Donner et reprendre

Une phrase de l’évangile de Jean nous a interrogés quand nous avons préparé la célébration avec les équipes de laïcs : « Le Père m’aime parce que je donne ma vie, pour la reprendre ensuite… J’ai le pouvoir de la donner et le pouvoir de la reprendre : voilà le commandement que j’ai reçu de mon Père. » 10,18. Ce doit être important puisque c’est présenté comme un commandement venant du Père. Mais pourquoi cette insistance sur le « reprendre ». 

Cela me fait penser à ce que disent les enfants (ou qu’ils disaient de mon temps !) : « donné, donné ; repris, volé ! »

Pourtant, donner sa vie n’est pas un cadeau comme un autre. Celui qui offre un objet ou un service n’attend rien en retour, s’il est généreux. Celui qui donne sa vie, même désintéressé, souhaite que cela ne soit pas pour rien. Il pense en tirer avantage pour lui ou pour les autres. L’acte est trop important pour être sans retour. « Si le grain de blé meurt, il porte beaucoup de fruit. » On ne meurt que pour porter du fruit. Il ne sert à rien que des parents sacrifient leur vie pour leurs enfants si ces derniers n’ont plus personne à qui faire référence. Pourquoi donner sa vie si on ne continue pas à exister pour les autres et avec eux ?

En donnant sa vie pour nous sauver Jésus annonce sa résurrection. La vie qu’il donne, il la reprend transfigurée par le don du Père. Il ne s’agit pas d’un retour à l’état antérieur mais d’un progrès inouï. Il accepte de passer par la souffrance et par la mort uniquement parce que c’est la volonté du Père qui ne veut que la vie en plénitude. Il ne s’agit pas d’un sacrifice à fonds perdu puisqu’il y gagne infiniment.

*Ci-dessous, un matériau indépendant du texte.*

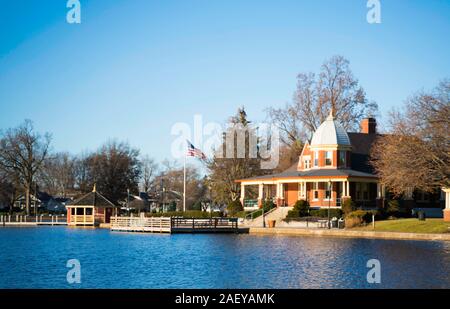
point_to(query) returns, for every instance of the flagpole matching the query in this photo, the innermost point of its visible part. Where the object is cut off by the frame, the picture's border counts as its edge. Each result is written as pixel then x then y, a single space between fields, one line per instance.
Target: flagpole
pixel 184 185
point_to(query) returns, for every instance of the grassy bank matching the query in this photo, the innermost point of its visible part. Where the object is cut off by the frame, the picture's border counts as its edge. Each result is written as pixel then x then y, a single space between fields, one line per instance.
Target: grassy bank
pixel 409 226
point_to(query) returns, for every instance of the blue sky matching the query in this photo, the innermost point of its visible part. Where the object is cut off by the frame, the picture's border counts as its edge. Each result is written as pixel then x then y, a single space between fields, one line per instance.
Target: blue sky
pixel 133 68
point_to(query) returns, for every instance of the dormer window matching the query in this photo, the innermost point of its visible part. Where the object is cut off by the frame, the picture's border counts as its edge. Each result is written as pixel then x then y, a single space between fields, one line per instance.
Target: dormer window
pixel 307 163
pixel 328 158
pixel 342 158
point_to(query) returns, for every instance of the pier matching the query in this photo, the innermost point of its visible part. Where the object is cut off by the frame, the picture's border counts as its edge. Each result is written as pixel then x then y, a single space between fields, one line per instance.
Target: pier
pixel 24 220
pixel 174 225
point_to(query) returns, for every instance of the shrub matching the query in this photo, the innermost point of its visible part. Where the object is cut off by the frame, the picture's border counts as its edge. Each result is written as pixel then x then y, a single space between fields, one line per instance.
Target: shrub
pixel 268 205
pixel 197 206
pixel 292 214
pixel 302 207
pixel 172 206
pixel 234 207
pixel 393 207
pixel 348 206
pixel 323 213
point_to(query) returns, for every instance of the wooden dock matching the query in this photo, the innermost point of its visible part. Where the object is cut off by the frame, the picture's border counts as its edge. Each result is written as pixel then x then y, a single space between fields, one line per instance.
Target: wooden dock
pixel 174 225
pixel 140 224
pixel 23 220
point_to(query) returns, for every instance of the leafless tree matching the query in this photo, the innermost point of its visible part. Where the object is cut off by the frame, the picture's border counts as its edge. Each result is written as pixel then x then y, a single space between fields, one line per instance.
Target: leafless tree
pixel 58 174
pixel 224 171
pixel 334 88
pixel 22 153
pixel 114 168
pixel 416 153
pixel 149 170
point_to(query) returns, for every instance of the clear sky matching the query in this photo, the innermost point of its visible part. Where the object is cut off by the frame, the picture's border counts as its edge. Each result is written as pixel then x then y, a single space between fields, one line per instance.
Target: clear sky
pixel 133 68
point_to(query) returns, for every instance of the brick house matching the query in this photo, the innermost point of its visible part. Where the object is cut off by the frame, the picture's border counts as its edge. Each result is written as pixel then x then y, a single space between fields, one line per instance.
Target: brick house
pixel 332 167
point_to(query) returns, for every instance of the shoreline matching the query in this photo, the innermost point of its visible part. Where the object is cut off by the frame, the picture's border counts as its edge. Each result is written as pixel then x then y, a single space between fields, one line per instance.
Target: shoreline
pixel 290 231
pixel 347 234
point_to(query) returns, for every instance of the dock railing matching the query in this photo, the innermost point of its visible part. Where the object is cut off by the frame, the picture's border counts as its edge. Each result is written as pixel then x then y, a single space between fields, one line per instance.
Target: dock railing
pixel 204 224
pixel 141 224
pixel 173 224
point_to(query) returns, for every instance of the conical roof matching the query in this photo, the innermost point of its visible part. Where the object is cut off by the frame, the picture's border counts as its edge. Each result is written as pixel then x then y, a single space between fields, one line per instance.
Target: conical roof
pixel 330 132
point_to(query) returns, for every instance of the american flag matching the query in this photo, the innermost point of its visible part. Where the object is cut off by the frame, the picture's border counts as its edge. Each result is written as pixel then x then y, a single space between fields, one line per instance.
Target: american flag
pixel 195 152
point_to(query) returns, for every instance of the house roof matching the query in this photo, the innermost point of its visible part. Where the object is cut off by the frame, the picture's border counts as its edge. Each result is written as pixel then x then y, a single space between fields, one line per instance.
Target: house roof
pixel 93 199
pixel 330 132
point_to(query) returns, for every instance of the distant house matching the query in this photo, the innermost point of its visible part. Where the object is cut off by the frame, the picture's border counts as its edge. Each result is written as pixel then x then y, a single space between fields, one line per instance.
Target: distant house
pixel 333 166
pixel 91 209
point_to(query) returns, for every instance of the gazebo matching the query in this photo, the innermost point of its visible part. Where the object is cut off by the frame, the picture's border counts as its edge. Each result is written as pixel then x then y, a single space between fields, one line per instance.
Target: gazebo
pixel 91 209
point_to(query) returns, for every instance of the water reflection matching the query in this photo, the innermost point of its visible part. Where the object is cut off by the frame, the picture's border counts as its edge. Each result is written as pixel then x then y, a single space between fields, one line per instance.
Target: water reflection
pixel 36 257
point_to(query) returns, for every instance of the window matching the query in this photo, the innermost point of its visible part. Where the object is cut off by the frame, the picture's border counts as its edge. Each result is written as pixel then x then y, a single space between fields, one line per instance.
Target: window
pixel 362 191
pixel 315 189
pixel 328 158
pixel 342 157
pixel 328 189
pixel 307 163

Certes, il n’est pas facile de donner sa vie, de s’oublier pour les autres, de s’arracher à la paresse des habitudes. Cela demande des efforts en continu. Mais, nous faisons l’expérience inverse : chaque fois que nous nous laissons aller, que nous nous renfermons, que nous refusons de bouger, notre vie s’étiole et notre espace se rétrécit. Nous faisons le vide autour de nous parce que personne n’aime fréquenter un égoïste et nous perdons le goût de vivre.

Donner sa vie représente un gain ; celui qui s’oublie se trouve et s’épanouit pendant que celui qui cherche à se préserver se perd et se rabougrit. À condition bien sûr que le don de soi ne soit pas un chemin de mort, la tentation masochiste de disparaître. Nous acceptons de mourir pour vivre, non pour nous punir ou nous faire du mal. C’est pour cela que nous n’éprouvons pas de ressentiment vis-à-vis de ceux dont les choix sont différents : avec l’argent, le succès, le pouvoir…, ils prennent de fausses pistes. Le seul chemin de vie est celui de l’amour, celui qui aime vit de Dieu parce que Dieu est amour.

Il reste difficile de mourir à soi-même, Jésus lui-même n’a pas vécu sa Passion avec détachement alors qu’il avait conscience de la nécessité de passer par là, avec la perspective d’une résurrection. La tentation est permanente d’abandonner la lutte et de se replier sur des sécurités. Donner sa vie est pourtant le seul chemin vers la plénitude.